Cluster information:
Kubernetes version: 1.22.13
Cloud being used: AWS
CNI and version: v1.11.4-eksbuild.1
I have 4 deployments that are not restarting properly out of ~25 that are developed internally. They all live in the same namespace in EKS and are deployed by Helm via ArgoCD. These apps are also deployed to 15+ AWS accounts and the behavior is consistent in each cluster.
When attempting a kubectl rollout restart
all but the four deployments restart as you’d expect. We have default settings in play so 25% of each deployments’ pods go down at a time and new ones spin up. The other four however behave differently. Their behavior is like so:
DeploymentApp1 is running with ReplicaSetApp1.rev5 with 3 pods running
You perform a rollout restart on DeploymentApp1.

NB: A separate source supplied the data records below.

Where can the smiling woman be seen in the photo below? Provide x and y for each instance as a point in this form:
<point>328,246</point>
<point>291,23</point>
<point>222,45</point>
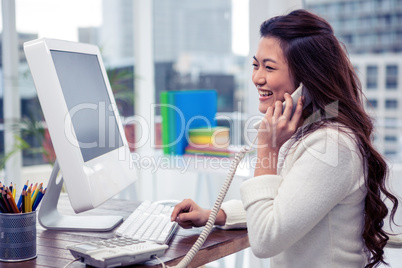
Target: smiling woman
<point>271,73</point>
<point>318,177</point>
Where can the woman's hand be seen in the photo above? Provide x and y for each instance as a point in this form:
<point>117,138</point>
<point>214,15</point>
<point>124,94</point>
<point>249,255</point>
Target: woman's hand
<point>275,129</point>
<point>188,214</point>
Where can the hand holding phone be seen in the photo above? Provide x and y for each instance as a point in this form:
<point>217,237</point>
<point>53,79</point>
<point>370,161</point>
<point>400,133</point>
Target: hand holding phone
<point>300,91</point>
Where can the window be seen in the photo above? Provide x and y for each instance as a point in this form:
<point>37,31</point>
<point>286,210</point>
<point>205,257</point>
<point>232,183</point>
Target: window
<point>391,77</point>
<point>372,76</point>
<point>391,104</point>
<point>372,103</point>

DeploymentApp1 scales up ReplicaSetApp1.rev6
DeploymentApp1 scales down ReplicaSetApp1.rev6
ReplicaSetApp1.rev5 becomes ReplicaSetApp1.rev7 with 3 pods running with no change to pod status/age.

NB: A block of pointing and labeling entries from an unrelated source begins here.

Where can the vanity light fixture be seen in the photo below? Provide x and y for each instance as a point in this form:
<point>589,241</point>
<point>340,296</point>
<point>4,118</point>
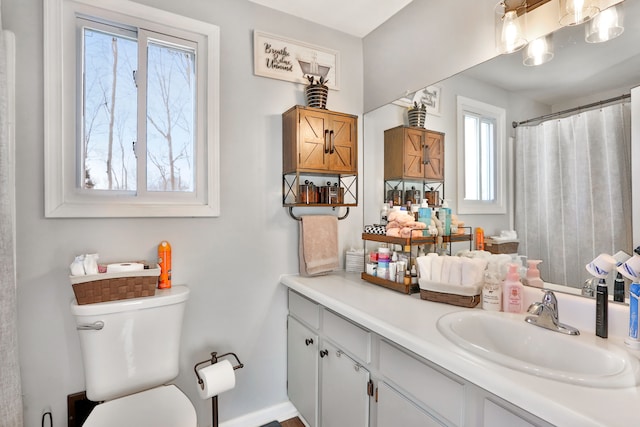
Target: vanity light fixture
<point>511,20</point>
<point>574,12</point>
<point>607,25</point>
<point>538,51</point>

Events/logs show you a successful restart.
- I’ve investigated leads where too many replicasets exist which in some past meant things got confused, but we use the default of 10 and none are over the limit. Killing all the replicasets to start back at one did not influence the behavior.

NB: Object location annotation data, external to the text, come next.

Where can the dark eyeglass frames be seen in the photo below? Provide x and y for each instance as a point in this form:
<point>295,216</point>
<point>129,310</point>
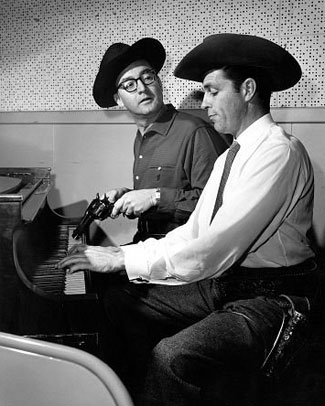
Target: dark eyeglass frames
<point>131,85</point>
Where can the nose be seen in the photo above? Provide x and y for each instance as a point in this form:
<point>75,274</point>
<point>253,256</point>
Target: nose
<point>141,86</point>
<point>205,105</point>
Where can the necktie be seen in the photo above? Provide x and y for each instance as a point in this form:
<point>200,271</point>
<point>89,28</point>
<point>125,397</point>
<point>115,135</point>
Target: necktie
<point>234,148</point>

- Deleting the deployment and allowing ArgoCD to put it back did not change the behavior on subsequent rollout restarts. It did of course result in everything being destroyed and spinning back up.
- Deleting a single pop results in a new pod spinning up as expected.
- Having ArgoCD send the restart duplicates the unexpected behavior. My testing is all native otherwise.
- Labels and annotations seem to match up at every level.
- We don’t set maxSurge or maxAvailable
I’m out of ideas as to what may be influencing the problem apps.